I'm running a nightly cpu-intensitive java-application on a Ec2-server (c1.xlarge) which has 8 cores, 7,5 GB RAM (running Linux / Ubuntu 9.10 Karmic 64 bit)

The appplication is architected in such a way that a variable number of workers are constructed (each in their own thread) and fetch messages from a queue to process them.

Throughput is the main concern here and performance is measured in processed msg / second. the app is NOT Ram bound... and as far as I can see not IO-bound. (although I'm not a star in Linux. I'm using dstat to check for io-load which are pretty low and cpu wait-signals (which are almost non-existent))

I'm seeing the following when spawning different nr of workers (wokrer-threads)

  1. worker: throughput 1.3 msg / sec / worker

  2. worker: ~ throughput 0.8 msg / sec / worker

  3. worker: ~ throughput 0.5 msg / sec / worker

  4. worker: ~ throughput 0.05 msg / sec / worker

I was expecting a near-linair increase in throughput, but reality proves otherwise. 3 questions:

  1. what might be causing the sub-linair perf going from 1 worker --> 2 workers and 2 workers --> 3 workers

  2. what might be causing the (almost) complete halt when going from 3 workers to 4 workers? It looks like a kind of deadlock-situation or something.. (can this happen dus to heavy context-switching?)

  3. how would I start measuring where the problems occur? My dev-box has 2 cpu's and is running under windows. What I normally do is attach a gui-profiler and check for threading-issues. But the problem only really starts to manifest itself my more than 2 threads.

some more background info:

  • workers are spawned using a Executors.newScheduledThreadPool

  • a workers-thread does calculations based on the msg (CPU-intensive). Each worker-thread contains a seperate persistQueue used for offloading writing to disk (and thus make use of CPU / IO concurrency. )

persistQueue = new ThreadPoolExecutor(1,1,100,TimeUnit.MILLISECONDS,new ArrayBlockingQueue(maxAsyncQueueSize),new ThreadPoolExecutor.AbortPolicy());

The flow (per worker) goes like this:

  1. the worker-thread puts the result of a msg in the persistQueue and gets on with processing the next msg.
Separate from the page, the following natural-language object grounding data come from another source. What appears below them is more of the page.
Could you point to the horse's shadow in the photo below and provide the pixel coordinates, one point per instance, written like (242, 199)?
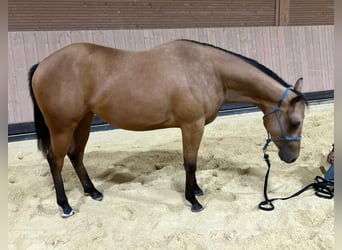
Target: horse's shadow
(123, 167)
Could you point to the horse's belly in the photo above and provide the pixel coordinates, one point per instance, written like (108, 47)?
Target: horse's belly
(138, 119)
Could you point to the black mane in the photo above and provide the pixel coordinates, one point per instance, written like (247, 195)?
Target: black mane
(256, 64)
(253, 62)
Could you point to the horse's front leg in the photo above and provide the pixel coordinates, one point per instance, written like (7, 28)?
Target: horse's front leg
(192, 135)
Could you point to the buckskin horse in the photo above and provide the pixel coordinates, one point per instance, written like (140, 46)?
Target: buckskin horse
(180, 84)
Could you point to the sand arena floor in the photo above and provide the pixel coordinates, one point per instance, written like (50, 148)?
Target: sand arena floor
(142, 179)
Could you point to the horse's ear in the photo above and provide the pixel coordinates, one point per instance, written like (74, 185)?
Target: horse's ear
(299, 84)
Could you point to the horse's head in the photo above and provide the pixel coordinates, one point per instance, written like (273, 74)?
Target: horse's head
(284, 124)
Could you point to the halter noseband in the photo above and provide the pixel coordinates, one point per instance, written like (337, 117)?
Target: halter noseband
(276, 111)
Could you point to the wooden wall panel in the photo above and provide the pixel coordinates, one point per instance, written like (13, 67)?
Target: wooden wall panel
(291, 52)
(311, 12)
(136, 14)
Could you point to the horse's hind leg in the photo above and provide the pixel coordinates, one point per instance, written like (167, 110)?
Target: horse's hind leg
(192, 135)
(76, 153)
(60, 142)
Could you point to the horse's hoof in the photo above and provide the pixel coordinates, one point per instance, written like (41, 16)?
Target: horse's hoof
(97, 196)
(198, 192)
(196, 208)
(67, 215)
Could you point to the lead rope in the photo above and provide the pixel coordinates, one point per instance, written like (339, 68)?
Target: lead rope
(322, 187)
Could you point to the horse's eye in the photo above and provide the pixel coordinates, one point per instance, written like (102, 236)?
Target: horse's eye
(295, 124)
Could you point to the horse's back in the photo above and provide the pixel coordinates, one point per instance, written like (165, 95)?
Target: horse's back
(132, 90)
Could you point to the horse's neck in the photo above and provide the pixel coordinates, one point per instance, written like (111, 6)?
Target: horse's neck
(244, 83)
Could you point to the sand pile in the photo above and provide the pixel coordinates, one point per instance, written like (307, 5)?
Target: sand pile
(142, 178)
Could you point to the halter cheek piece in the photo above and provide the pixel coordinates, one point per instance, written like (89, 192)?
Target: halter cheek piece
(276, 111)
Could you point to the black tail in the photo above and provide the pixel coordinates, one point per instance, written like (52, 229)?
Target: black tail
(43, 134)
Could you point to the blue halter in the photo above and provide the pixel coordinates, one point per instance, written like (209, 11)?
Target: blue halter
(276, 111)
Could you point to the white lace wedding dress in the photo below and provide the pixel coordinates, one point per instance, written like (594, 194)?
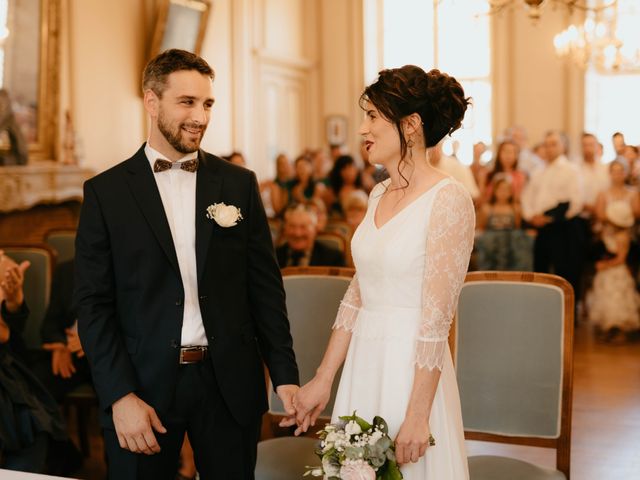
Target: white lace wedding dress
(399, 308)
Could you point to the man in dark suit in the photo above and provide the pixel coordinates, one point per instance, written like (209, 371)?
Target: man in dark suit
(179, 296)
(301, 248)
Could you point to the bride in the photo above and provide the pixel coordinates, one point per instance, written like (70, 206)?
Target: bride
(411, 254)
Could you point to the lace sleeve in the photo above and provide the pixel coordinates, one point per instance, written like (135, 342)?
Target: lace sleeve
(449, 243)
(349, 307)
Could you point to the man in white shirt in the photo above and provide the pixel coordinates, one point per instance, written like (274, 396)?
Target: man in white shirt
(179, 296)
(452, 166)
(595, 175)
(551, 202)
(528, 161)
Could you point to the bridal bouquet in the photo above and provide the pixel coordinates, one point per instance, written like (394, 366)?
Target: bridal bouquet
(355, 449)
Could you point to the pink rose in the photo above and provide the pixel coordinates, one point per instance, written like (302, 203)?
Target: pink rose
(358, 470)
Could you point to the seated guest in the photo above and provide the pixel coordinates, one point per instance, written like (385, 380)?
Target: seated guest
(318, 206)
(29, 417)
(506, 166)
(301, 247)
(502, 244)
(355, 208)
(275, 195)
(64, 367)
(345, 177)
(303, 187)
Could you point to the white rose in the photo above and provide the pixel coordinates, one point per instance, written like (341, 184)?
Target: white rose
(352, 428)
(331, 438)
(224, 215)
(375, 436)
(330, 470)
(357, 471)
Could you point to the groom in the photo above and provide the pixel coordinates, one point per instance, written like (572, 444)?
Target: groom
(179, 296)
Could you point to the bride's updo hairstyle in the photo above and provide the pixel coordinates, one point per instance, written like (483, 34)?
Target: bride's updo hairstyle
(437, 97)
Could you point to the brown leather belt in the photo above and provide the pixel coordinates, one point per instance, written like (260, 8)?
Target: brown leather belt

  2. The ThreadpoolExecutor (of which we have 1 per worker-thread) only contains 1 thread which processes all incoming data (waiting in the persistQueue ) and writes it to disk (Berekeley DB + Apache Lucene)

  3. the idea is that 1. and 2. can run concurrent for the most part since 1. is cpu-heavy and 2. is io-heavy.

  4. It's possible that persistQueue becomes full. This is done bc. otherwise a slow io-system might cause flooding of the queues, and result in OOM-errors. (yes it's a lot of data) . In that case the workerThread pauses until it can write it's content to persistQueue. A full queue hasn't happenend yet on this setup, (which is another reason I think the app is definitely not IO-bound)

The last info:

  • workers are isolated from the others concerning their data, except:

    • they share some heavily used static final maps (used as caches. The maps are memory-intensive so I can't keep them local to a worker even if I wanted to). Operations that workers perform on these caches are: iterations, lookups, contains. (no writes, deletes, etc)

    • these shared maps are accessed without synchronization (no need right? )

    • workers populate their local data by selecting data from mysql (based on keys in the received msg) . So this is a potential bottleneck. However, most of the data are reads, queried tables are optimized with indexes and again not IO-bound.

    • I have to admit that I haven't done much Mysql-server optimizing yet ( in terms of config -params) But I just don't think that is the problem.

  • output is written to:

    • BerekelyDB (using memcached(b)-client) . All workers share 1 server.
    • Lucene (using a home-grown low-level indexer). Each workers has a seperate indexer.
  • even when disabling output writing the problems occur.

This is a huge post, I realize that, but I hope you can give me some pointers as to what this might be, or how to start monitoring / deducing where the problem lies.

Thanks, Geert-Jan


Did jvisualvm give you any useful information?

Thorbjørn Ravn Andersen
I'll check and report back.. ( I didn't know the tool ;-)

Only profiling will help.

but things to check the worksers get information from a queue, what type of queue is that is the producer queue thread save ? Why use Executors.newScheduledThreadPool to create your workers ? dont you just want them to run immediately ?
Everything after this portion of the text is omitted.